Example Compound 1 obtained in the camptothin A 1 showed excellent DPPH radical scavenging activity, in particular, IC ₅₀ values were excellent DPPH radical scavenging activity as from about 3.82 uM to about 5 times that of vitamin C 17.51 uM (see Table 2).

Example  4. Superoxide Radical Scarce  Measure

4-1. Experimental Method

20 μl of each concentration sample (12.5 μl of bismuth-tree leaf extract, 12.5 μl of each sample) was added to 160 μl of a mixture solution containing phosphate buffer (50 mM), EDTA (0.05 mM), NBT (1 mM), and hypoxanthine 20 μl of xanthine oxidase (1.2 U / μl) was added thereto, and the mixture was allowed to stand at 37 ° C for 10 minutes, and the absorbance at 590 nm was measured. The superoxide radical scavenging activity of each sample was determined by [1- (sampleO.D.-blankO.D.) / (ControlO.D.-blankO.D.)] X 100.
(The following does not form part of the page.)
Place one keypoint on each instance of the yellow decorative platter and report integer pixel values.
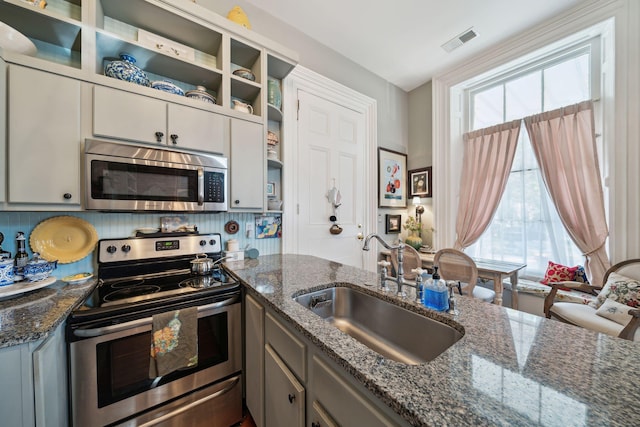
(63, 238)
4-2. A skeptical tree  Of leaf extract Radical Scatters  Confirm

The IC ₅₀ value of the extract from the leaves of Bismuthia japonica was 39.10 ㎍ / ㎖, which showed about twice the superoxide radical scavenging ability (see Table 1) when compared to vitamin C 78.30 ㎍ / ㎖.

4-3. camptothin  Of A Radical Scatters  Confirm

The IC ₅₀ value of compound 1 camptothin A obtained in Example 1 was 2.40 uM and showed superoxide radical scavenging ability (see Table 2) 20 times or more as compared to 44.48 uM vitamin C.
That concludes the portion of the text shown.